In 391 Beninese participants, the IRD threshold measured with calipers was 17 mm in men, 15 mm in nulliparous and 18 mm (15 mm with ROC curve) in postpartum women. Postpartum women with an IRD above 18 mm had significantly lower abdominal strength. Those with a slack linea alba had significantly lower abdominal strength and endurance.
The defined IRD threshold values can be used in a Beninese clinical environment.
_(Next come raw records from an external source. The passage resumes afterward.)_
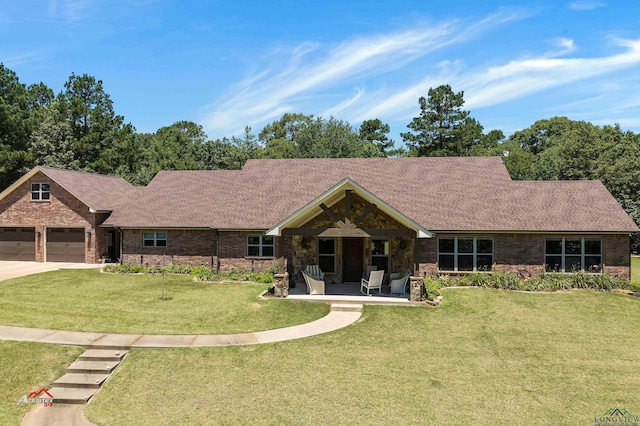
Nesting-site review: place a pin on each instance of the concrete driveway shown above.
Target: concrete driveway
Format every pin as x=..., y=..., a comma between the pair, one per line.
x=10, y=269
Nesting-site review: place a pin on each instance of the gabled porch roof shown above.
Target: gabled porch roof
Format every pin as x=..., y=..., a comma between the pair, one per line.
x=335, y=194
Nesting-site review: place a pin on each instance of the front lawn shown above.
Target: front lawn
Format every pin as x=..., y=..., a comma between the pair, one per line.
x=27, y=367
x=86, y=300
x=485, y=357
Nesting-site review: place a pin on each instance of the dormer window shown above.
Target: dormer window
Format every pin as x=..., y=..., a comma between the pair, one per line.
x=40, y=192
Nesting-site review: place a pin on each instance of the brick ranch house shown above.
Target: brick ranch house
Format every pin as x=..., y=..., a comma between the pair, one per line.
x=426, y=214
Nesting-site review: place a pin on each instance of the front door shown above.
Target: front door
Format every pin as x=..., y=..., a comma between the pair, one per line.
x=111, y=246
x=352, y=255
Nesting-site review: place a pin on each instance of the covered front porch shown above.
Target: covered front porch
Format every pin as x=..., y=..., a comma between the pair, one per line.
x=350, y=293
x=345, y=232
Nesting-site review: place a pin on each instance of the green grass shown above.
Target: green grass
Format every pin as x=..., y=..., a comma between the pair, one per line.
x=87, y=300
x=26, y=367
x=486, y=357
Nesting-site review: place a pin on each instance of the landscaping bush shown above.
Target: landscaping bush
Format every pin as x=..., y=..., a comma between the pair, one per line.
x=431, y=287
x=543, y=282
x=200, y=273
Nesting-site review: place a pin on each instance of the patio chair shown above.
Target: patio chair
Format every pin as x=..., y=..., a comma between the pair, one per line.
x=314, y=271
x=370, y=268
x=314, y=286
x=399, y=284
x=373, y=283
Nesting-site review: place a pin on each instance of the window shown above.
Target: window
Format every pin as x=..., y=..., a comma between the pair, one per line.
x=260, y=245
x=573, y=254
x=40, y=192
x=465, y=254
x=327, y=254
x=154, y=239
x=380, y=254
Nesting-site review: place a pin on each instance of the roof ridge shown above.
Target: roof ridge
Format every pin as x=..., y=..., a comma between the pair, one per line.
x=80, y=172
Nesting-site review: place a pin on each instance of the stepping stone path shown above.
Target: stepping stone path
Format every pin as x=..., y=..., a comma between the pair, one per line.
x=84, y=377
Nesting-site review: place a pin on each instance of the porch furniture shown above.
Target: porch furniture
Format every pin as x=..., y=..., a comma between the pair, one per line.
x=373, y=283
x=370, y=268
x=314, y=271
x=399, y=284
x=314, y=286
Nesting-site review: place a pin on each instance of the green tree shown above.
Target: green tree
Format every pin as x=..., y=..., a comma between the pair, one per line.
x=176, y=147
x=436, y=131
x=279, y=139
x=89, y=111
x=221, y=154
x=19, y=114
x=51, y=143
x=375, y=132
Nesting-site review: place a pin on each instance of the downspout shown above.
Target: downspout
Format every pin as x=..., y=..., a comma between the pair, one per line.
x=217, y=250
x=120, y=240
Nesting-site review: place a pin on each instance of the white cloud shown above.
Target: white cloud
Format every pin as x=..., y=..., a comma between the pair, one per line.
x=311, y=67
x=524, y=77
x=586, y=5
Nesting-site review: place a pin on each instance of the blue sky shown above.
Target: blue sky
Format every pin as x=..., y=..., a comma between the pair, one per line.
x=227, y=64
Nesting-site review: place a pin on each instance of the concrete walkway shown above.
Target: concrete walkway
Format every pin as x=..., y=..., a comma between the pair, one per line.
x=341, y=315
x=10, y=269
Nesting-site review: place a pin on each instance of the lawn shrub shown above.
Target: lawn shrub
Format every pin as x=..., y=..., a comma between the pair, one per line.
x=432, y=286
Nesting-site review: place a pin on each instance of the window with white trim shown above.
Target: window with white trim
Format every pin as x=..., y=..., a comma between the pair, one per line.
x=260, y=245
x=573, y=254
x=465, y=254
x=154, y=239
x=40, y=192
x=380, y=254
x=327, y=254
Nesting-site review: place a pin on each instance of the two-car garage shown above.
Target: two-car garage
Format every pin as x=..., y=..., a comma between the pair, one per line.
x=62, y=244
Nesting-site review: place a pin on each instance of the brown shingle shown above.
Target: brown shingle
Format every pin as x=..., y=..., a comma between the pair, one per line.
x=453, y=193
x=97, y=191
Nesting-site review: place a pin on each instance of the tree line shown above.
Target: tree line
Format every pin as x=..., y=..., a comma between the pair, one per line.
x=78, y=129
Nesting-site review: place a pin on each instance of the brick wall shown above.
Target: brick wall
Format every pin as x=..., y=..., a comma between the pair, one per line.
x=184, y=247
x=195, y=247
x=233, y=253
x=524, y=254
x=616, y=252
x=63, y=210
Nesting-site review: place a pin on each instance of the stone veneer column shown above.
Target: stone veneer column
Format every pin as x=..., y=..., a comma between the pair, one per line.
x=281, y=286
x=415, y=289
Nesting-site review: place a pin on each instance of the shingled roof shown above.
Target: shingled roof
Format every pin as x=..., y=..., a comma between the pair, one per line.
x=463, y=194
x=98, y=192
Future studies should confirm whether they can be applied to other African populations.
Abdominal rehabilitation should be recommended to postpartum women whose IRD is above the threshold values but also in cases of slack linea alba and poor abdominal function.
当腹直肌间距(IRD)大于阈值时可诊断为腹直肌分离。已发表的阈值是在静息状态下用超声测量的,而在贝宁,物理治疗师在腹部收缩时使用卡尺进行测量。
旨在确定贝宁参与者使用卡尺测量的IRD阈值,以便在临床环境中诊断腹直肌分离,并识别需要腹部康复的女性。
使用超声和卡尺测量腹直肌间距。通过触诊评估白线硬度,通过手动测试评估腹部力量和耐力。在男性和未生育女性中,IRD阈值定义为IRD P90。在产后女性中,使用IRD P80以及基于白线硬度通过受试者工作特征(ROC)曲线定义的阈值。在这些女性中,使用Mann Whitney检验根据IRD阈值和白线硬度比较腹部力量和耐力。
在391名贝宁参与者中,使用卡尺测量的IRD阈值在男性中为17毫米,在未生育女性中为15毫米,在产后女性中为18毫米(ROC曲线下为15毫米)。IRD大于18毫米的产后女性腹部力量明显较低。白线松弛的女性腹部力量和耐力明显较低。
确定的IRD阈值可在贝宁的临床环境中使用。未来的研究应确认它们是否可应用于其他非洲人群。
对于IRD高于阈值的产后女性,以及白线松弛和腹部功能差的情况,均应建议进行腹部康复。